The clinical pattern in user reports is consistent. Improved sleep architecture, particularly deeper slow-wave sleep. Better body composition over months. Faster recovery from training, illness, and minor injuries. Anecdotally, users report feeling biologically younger in functional terms (energy, sleep, recovery) over 12 to 16 weeks. The harder questions about cancer risk, IGF-1 elevation in midlife, and long-term safety remain open; this is not a settled protocol the way BPC-157 is for tissue work.
Used by many in the recovery / biohacking space as part of a multi-pronged longevity stack. Not as a standalone fountain-of-youth move. Run with a clinician who can monitor IGF-1 levels and pull the cord if anything drifts outside healthy range. This is a tactical, legal performance layer with caveats: the mechanism is real, the longevity-specific evidence is thinner, the monitoring matters.
Dose for longevity and anti-aging
CJC-1295 with DAC: 1 mg subcutaneous once weekly. Conservative dose for longevity protocols compared to muscle-gain (which typically uses 1 to 2 mg). The goal here is restoration toward a younger GH curve, not pharmacological elevation. Without DAC (Mod GRF 1-29): 100 mcg per dose, 1 to 2 times daily, often timed pre-sleep and pre-training.
Cycle length
12 to 16 weeks on, 4 to 6 weeks off, run 2 to 3 times per year. Longevity protocols favour the longer cycle because the cumulative benefit lands in months 3 to 4, not weeks. Continuous use beyond 16 weeks is not recommended; pituitary feedback adaptation degrades the signal.
Stack pairings
Commonly stacked with Ipamorelin.
Expected timeline
Week 1–4: sleep improvements show up first. Deeper slow-wave sleep, fewer mid-night wakings. Week 4–8: body composition shifts gradually toward more lean tissue, less visceral fat. Week 8–16: functional gains in recovery, energy, and training capacity. Bloodwork showing IGF-1 elevation typically lands by week 4 and stays elevated through the cycle.
Common mistakes
- Running CJC-1295 without IGF-1 monitoring. For longevity-focused protocols, bloodwork before, mid-cycle (week 6), and after matters more than for short hypertrophy cycles. IGF-1 in the upper-normal-for-age range is the target; pharmacological elevation is not.

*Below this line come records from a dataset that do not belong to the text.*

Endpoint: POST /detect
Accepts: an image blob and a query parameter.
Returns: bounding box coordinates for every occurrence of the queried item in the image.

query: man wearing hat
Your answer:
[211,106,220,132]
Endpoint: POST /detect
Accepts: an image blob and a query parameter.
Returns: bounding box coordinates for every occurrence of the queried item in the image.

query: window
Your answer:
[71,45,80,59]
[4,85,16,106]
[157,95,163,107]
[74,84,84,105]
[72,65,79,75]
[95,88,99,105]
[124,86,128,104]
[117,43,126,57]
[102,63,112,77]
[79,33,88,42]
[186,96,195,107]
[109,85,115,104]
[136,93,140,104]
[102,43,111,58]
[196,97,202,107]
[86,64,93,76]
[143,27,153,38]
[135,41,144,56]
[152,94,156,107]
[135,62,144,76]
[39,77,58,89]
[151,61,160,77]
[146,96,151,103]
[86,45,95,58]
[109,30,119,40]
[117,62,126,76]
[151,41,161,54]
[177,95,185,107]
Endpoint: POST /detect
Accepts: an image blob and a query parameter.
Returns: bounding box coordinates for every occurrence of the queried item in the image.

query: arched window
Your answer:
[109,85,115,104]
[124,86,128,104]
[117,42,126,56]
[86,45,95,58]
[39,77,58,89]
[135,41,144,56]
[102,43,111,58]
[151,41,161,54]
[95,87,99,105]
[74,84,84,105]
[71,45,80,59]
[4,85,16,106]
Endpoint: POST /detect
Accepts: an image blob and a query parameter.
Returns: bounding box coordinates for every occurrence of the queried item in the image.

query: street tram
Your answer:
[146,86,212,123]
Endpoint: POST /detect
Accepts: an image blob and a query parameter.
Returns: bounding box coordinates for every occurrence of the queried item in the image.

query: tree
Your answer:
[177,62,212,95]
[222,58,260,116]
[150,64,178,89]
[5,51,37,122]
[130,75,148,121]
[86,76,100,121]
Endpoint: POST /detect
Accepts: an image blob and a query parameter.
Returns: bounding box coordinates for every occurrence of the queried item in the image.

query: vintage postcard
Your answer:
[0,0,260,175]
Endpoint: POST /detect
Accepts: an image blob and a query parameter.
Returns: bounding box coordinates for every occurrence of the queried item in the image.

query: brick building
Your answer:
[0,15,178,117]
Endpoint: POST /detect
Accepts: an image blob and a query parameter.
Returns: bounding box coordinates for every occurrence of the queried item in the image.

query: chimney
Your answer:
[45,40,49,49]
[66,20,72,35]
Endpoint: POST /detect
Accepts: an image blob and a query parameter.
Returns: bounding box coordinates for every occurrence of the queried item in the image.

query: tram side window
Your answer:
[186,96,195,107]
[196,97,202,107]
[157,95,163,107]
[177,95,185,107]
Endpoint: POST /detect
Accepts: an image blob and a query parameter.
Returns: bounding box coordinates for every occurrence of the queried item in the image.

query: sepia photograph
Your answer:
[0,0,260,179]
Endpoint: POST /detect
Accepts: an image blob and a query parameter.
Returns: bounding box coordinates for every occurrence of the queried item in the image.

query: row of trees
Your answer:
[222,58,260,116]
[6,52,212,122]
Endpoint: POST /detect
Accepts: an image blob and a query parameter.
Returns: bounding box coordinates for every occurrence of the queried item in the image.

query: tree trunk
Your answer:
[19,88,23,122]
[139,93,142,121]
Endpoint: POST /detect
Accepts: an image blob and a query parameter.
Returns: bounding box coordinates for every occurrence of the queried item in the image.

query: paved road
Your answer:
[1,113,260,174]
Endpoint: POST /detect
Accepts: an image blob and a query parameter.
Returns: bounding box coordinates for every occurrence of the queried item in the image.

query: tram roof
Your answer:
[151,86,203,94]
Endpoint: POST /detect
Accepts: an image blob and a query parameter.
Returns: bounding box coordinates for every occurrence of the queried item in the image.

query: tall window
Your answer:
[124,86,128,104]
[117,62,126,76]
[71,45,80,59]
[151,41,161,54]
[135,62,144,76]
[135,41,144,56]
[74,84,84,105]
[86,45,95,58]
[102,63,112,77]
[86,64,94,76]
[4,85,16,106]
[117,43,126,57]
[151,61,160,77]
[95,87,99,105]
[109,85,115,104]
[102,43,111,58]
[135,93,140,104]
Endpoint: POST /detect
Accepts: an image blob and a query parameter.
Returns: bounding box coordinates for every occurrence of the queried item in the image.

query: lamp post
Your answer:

- Ignoring the cancer-risk conversation. Elevated IGF-1 has a complex relationship with cancer risk. This is a discussion to have with a clinician, particularly for men with family history.
- Running it as a continuous protocol without cycling. The pituitary adapts. The signal degrades. Cycling preserves responsiveness.
- Stacking CJC with high-dose exogenous growth hormone. Doubling up on the same pathway is not the way to extend a longevity protocol. Pick one approach and run it cleanly.